- Interactive map of Albasu
- Albasu Location in Nigeria
- Coordinates: 11°40′26″N 9°08′28″E﻿ / ﻿11.67389°N 9.14111°E
- Country: Nigeria
- State: Kano State

Area
- • Total: 398 km^{2} (154 sq mi)
- Elevation: 0 m (0 ft)

Population (2006 census)
- • Total: 190,153
- • Density: 478/km^{2} (1,240/sq mi)
- • Religions: Christianity and Islam
- Time zone: UTC+1 (WAT)
- 3-digit postal code prefix: 712
- ISO 3166 code: NG.KN.AL

= Albasu =

Pronunciation of Albasu

Albasu is a town and Local Government Area in Kano State, Nigeria.

It has an area of 398 km^{2} and a population of 190,153 at the 2006 census.
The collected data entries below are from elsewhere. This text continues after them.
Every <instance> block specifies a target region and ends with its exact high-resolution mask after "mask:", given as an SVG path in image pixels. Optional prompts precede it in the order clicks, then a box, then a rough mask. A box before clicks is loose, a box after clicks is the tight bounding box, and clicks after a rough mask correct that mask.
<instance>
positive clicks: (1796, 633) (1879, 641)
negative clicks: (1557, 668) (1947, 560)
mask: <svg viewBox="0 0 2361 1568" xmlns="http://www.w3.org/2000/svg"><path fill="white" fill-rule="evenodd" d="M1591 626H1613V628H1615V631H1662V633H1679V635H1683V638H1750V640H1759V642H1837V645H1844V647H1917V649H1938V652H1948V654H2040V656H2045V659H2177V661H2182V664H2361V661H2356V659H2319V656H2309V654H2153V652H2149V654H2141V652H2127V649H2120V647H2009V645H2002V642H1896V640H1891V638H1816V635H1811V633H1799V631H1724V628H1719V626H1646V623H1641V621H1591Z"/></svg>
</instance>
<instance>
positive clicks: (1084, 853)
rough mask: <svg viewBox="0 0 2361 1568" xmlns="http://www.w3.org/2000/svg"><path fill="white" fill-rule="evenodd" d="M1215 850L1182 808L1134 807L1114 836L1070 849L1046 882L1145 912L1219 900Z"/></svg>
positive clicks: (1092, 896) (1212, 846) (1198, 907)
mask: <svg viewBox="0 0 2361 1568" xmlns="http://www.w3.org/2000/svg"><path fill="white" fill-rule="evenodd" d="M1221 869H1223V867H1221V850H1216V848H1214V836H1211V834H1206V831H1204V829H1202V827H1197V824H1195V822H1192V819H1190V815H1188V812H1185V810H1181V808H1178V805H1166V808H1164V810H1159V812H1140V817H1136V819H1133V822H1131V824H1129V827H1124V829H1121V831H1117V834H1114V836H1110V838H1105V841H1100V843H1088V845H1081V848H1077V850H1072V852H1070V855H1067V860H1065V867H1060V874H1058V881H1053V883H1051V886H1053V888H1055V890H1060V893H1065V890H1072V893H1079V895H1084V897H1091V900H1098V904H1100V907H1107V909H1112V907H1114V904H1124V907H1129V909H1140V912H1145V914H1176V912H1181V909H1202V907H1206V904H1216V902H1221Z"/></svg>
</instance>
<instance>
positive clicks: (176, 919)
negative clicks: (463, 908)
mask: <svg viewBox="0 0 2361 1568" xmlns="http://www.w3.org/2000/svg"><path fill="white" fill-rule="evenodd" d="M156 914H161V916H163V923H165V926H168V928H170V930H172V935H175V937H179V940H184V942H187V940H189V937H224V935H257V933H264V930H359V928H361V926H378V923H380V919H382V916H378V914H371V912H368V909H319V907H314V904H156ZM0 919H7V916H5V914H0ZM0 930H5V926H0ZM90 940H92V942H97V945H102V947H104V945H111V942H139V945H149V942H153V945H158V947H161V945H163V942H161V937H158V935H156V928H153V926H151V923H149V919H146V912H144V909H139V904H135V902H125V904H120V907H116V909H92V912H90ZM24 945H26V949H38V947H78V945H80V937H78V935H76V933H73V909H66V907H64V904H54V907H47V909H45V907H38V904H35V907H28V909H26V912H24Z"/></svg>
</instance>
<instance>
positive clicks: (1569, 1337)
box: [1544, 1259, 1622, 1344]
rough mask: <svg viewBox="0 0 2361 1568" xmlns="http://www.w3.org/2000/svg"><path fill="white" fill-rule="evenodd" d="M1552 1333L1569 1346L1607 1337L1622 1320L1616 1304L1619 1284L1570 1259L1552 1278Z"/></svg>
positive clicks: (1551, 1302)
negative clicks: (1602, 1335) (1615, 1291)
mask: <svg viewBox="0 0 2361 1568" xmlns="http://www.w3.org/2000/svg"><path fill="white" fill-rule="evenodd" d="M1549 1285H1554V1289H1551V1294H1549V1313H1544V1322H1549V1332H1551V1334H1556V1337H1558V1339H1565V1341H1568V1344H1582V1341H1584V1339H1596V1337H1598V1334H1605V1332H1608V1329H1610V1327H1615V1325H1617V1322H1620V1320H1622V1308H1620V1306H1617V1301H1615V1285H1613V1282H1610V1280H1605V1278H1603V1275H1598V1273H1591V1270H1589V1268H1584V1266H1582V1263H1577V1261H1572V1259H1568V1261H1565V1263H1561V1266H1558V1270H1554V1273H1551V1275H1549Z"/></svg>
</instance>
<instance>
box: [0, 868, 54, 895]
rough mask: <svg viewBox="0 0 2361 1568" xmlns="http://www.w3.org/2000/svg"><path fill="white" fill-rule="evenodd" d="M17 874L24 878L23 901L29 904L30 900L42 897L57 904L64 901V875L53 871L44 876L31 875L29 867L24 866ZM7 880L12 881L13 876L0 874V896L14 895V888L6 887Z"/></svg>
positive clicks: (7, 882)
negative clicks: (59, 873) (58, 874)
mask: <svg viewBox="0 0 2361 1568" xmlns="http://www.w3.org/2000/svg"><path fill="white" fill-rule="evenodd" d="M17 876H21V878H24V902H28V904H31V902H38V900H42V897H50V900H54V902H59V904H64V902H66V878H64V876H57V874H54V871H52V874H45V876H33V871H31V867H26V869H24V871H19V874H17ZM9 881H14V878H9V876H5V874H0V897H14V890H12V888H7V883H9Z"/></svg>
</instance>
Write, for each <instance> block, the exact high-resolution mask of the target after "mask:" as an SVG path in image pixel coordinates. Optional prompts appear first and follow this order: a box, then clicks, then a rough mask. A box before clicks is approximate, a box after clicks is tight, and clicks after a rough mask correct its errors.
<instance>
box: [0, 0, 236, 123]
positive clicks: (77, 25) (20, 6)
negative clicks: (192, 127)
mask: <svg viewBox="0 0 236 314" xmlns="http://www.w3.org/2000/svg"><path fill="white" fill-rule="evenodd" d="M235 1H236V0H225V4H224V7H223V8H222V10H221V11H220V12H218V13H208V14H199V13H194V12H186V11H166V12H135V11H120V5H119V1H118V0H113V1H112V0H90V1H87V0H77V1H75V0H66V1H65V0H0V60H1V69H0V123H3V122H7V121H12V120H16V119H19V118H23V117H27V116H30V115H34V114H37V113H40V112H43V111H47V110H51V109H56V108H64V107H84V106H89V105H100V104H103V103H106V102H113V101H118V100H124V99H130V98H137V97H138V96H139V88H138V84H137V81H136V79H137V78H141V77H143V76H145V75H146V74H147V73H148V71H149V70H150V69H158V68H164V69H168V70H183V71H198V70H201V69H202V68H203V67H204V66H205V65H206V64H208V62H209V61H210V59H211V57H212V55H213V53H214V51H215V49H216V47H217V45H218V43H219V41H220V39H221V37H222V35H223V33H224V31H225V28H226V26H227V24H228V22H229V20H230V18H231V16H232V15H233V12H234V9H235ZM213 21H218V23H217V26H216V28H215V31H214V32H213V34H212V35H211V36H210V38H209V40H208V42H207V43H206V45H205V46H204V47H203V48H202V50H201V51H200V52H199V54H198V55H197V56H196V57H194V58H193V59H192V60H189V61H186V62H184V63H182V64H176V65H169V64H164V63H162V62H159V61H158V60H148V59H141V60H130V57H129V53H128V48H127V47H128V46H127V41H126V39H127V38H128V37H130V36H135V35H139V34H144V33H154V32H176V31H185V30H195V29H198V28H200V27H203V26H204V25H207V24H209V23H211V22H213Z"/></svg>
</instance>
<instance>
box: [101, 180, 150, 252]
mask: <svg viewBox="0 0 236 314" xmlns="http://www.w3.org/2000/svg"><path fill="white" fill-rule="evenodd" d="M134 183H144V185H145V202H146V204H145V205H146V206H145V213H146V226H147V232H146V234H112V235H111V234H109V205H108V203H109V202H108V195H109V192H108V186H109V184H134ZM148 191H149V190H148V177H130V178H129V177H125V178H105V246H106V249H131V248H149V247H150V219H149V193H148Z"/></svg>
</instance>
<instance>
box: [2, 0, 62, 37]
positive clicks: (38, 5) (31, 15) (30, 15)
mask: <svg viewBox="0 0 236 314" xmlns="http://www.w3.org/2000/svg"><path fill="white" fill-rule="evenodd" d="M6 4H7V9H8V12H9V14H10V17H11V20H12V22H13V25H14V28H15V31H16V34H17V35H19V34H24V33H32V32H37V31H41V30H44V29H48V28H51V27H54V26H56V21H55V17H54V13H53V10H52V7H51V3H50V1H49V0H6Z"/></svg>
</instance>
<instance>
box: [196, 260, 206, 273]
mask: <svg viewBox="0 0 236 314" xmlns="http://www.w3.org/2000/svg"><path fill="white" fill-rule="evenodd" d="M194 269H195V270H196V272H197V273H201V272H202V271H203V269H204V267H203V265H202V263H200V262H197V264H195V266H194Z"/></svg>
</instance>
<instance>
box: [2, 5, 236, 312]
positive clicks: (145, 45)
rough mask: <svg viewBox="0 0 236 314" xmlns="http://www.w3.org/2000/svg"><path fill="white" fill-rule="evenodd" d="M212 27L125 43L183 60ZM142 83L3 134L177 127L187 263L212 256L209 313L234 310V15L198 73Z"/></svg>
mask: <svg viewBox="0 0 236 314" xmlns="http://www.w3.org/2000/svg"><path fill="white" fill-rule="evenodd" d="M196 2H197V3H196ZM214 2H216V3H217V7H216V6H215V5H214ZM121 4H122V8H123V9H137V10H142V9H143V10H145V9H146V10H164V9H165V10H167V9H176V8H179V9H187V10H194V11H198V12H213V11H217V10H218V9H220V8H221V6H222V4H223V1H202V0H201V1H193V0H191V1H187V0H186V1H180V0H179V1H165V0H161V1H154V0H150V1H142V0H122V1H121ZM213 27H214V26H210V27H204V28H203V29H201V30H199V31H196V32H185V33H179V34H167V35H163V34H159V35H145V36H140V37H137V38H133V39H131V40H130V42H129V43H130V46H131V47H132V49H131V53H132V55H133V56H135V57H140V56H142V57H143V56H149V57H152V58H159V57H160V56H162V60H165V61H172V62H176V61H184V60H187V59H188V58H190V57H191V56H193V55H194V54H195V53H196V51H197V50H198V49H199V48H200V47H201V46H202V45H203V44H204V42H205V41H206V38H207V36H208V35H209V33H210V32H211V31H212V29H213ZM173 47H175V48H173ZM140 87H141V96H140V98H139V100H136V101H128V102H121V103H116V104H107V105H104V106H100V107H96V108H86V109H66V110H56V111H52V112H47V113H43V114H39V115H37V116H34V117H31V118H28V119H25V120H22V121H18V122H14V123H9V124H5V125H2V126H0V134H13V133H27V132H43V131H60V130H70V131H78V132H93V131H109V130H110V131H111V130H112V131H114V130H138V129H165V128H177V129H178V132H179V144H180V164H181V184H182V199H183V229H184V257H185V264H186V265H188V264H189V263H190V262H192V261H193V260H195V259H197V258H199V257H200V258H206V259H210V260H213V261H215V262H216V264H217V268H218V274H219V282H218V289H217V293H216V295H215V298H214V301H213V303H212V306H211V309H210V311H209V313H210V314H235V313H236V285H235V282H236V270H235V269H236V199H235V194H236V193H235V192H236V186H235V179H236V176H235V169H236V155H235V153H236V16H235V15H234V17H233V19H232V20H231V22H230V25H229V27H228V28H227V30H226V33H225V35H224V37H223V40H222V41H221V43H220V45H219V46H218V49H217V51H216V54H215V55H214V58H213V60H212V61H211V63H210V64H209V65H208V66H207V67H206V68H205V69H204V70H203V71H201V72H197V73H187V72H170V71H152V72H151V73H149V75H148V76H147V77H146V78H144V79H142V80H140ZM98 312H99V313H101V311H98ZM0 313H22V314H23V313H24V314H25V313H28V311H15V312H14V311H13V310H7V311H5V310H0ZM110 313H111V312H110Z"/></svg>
The postal code of the area is 712.

== Geography ==
Albasu Local Government Area has a total size of 398 sq km (154 mi²) and a 47% relative humidity. The area has an average temperature of 32 degrees Celsius or 89.6 degrees Fahrenheit, and the Albasu has two distinct seasons: the rainy season and the dry season. The dry season is frequently marked by intense heat and sunshine.
===Climate===
Albasu has a Subtropical steppe climate (Classification: BSh) and is located at an elevation of 0 metres/feet above sea level. The yearly temperature in the area is 31.44 °C, which is 1.98% higher than the national average. Albasu gets about 50.92 mm of rain each year and has 64.41 wet days (17.65% of the time). In Albasu Local Government Area, the year-round heat and partly overcast dry season contrast with the unpleasant wet season. The average annual temperature fluctuates between 54 °F and 102 °F; it is rarely lower or higher than 49 °F or 107 °F. With an average daily high temperature of 99 °F, the hot season spans 2.1 months, from March 16 to May 20. At an average high temperature of 100 °F and low temperature of 76 °F, May is the hottest month of the year in Albasu. With an average daily maximum temperature below 90 °F, the chilly season spans 1.8 months, from December 2 to January 28. January is the coldest month of the year in Albasu, with an average high temperature of 89 °F and low temperature of 55 °F.

==Religion==
The residents of Albasu are majority Muslims with Christians as a minority.